MAIN RESULTS:

1. Lack of fibromodulin mildly increases cardiac hypertrophy after aortic banding.

2. Total lack of lumican increases cardiac hypertrophy and mortality following pressure overload.
3. Moderate lumican deficiency attenuates cardiac fibrosis in mice subjected to pressure overload.

THESIS DEFENCE:

Thesis: Roles of the proteoglycans lumican and fibromodulin in cardiac remodeling following pressure overload
Candidate: Naiyereh Mohammadzadeh
Time: March 12, 2020 at 13:15
Place: Oslo University Hospital Ullevål, Building 6: Auditorium Røntgenavdelingen
Link to university website

SUMMARY:

(1) The proteoglycan fibromodulin is highly upregulated in explanted failing hearts, with levels three times higher than in biopsies from non-diseased hearts. Healthy mice lacking fibromodulin did not have a distinctive cardiac phenotype but fibromodulin-lacking mice developed mild left ventricular hypertrophy following aortic banding-induced pressure overload. However, lack of fibromodulin did not affect heart function or mortality.

Inflammation increases expression of fibromodulin in rat cardiomyocytes and cardiac fibroblasts. In fibroblasts, this overexpression had anti-fibrotic effects such as decreased migratory capacity and expression of molecules associated with fibrosis.

(2) Mice without lumican, another proteoglycan, have increased mortality within 14 days of aortic banding. Furthermore, lack of lumican led to reduced collagen expression, increased left ventricular dilatation, more severe contractile dysfunction, and enhanced hypertrophic remodeling.

Expression of markers of myofibroblast differentiation and proliferation, as well as molecules important for fibrosis, were increased in lumican-treated cardiac fibroblasts.
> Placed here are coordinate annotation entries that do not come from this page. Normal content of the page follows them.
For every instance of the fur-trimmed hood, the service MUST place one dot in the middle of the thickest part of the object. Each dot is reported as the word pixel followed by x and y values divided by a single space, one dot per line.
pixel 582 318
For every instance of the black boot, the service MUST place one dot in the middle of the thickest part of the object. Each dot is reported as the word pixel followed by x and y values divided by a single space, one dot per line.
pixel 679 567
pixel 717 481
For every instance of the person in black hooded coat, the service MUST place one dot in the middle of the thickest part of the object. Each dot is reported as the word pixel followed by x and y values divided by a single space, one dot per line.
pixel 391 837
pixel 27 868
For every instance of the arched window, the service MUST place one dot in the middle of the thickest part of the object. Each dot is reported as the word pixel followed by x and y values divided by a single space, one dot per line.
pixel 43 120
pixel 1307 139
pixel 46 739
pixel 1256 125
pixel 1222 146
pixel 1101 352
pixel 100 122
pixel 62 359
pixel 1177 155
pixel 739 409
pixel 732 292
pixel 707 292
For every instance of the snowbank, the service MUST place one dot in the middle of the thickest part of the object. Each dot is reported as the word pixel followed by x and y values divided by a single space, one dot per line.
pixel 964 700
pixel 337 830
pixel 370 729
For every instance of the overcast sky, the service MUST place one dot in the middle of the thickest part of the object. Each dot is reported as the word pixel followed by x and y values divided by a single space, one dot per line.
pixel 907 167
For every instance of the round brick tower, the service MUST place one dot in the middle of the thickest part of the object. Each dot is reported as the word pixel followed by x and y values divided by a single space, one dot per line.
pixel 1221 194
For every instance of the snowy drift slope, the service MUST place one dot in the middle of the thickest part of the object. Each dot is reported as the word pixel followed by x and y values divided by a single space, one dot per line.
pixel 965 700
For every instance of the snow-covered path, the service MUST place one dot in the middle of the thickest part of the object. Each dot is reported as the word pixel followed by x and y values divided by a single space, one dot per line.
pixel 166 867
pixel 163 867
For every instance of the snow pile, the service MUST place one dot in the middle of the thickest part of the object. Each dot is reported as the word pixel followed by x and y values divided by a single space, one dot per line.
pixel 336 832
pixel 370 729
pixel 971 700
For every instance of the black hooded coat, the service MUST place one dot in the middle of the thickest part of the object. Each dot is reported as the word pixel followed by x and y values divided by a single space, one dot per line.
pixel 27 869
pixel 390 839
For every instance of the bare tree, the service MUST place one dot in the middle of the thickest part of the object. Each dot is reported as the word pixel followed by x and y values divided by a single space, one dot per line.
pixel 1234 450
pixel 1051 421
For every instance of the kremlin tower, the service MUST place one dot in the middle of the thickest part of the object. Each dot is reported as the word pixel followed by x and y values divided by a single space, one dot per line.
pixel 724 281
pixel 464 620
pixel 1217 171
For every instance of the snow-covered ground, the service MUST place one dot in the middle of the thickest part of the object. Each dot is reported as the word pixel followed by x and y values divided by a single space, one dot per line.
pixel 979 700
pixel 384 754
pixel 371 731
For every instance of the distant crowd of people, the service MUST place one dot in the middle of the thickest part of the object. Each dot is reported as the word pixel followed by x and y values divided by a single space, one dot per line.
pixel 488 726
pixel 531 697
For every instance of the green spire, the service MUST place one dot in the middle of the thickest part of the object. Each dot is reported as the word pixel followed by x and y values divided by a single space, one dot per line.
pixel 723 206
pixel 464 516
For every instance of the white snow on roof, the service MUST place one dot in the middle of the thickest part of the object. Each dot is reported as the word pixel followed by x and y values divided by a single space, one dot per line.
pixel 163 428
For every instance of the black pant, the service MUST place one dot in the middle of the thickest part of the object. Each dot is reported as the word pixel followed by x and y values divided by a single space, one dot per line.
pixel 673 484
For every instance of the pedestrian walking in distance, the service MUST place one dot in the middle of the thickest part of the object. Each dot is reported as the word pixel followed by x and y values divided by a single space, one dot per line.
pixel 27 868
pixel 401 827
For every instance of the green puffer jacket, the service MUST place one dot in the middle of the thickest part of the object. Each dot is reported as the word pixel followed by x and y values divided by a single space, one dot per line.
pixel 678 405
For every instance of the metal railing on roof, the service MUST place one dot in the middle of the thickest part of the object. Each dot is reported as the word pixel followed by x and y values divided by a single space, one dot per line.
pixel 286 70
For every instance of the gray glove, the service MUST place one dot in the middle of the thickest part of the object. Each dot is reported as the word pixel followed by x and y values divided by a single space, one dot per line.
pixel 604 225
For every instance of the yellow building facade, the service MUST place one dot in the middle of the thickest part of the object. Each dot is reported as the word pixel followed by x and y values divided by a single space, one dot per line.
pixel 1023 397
(3) On the other hand, moderate lumican deficiency attenuates fibrosis following aortic banding in mice. However, as opposed to total lack of lumican, 50 % lumican deficiency improves cardiac function and has no effect on mortality. Compared to wild type mice, the 50 % lumican mice showed less diastolic dysfunction and reduced cardiac fibrosis.

REFERENCES:

(1) Andenæs, K., Lunde, I. G., Mohammadzadeh, N., Dahl, C. P., Aronsen, J. M., Strand, M. E., Palmero, S., Sjaastad, I., Christensen, G., Engebretsen, K. V. T., & Tønnessen, T. (2018). The extracellular matrix proteoglycan fibromodulin is upregulated in clinical and experimental heart failure and affects cardiac remodeling. PloS one, 13(7).

(2) Mohammadzadeh, N., Lunde, I. G., Andenæs, K., Strand, M. E., Aronsen, J. M., Skrbic, B., Marstein, H. S., Bandlien, C., Nygård, S., Gorham, J., Sjaastad, I., Chakravarti, S., Christensen, G., Engebretsen, K. V. T., & Tønnessen, T. (2019). The extracellular matrix proteoglycan lumican improves survival and counteracts cardiac dilatation and failure in mice subjected to pressure overload. Scientific reports, 9(1), 1-13.

(3) Mohammadzadeh, N., Melleby, A. O., Palmero, S., Sjaastad, I., Chakravarti, S., Engebretsen, K. V., Christensen, G., Lunde, I. G., & Tønnessen, T. (2020). Moderate Loss of the Extracellular Matrix Proteoglycan Lumican Attenuates Cardiac Fibrosis in Mice Subjected to Pressure Overload. Cardiology, 145(3), 187-199.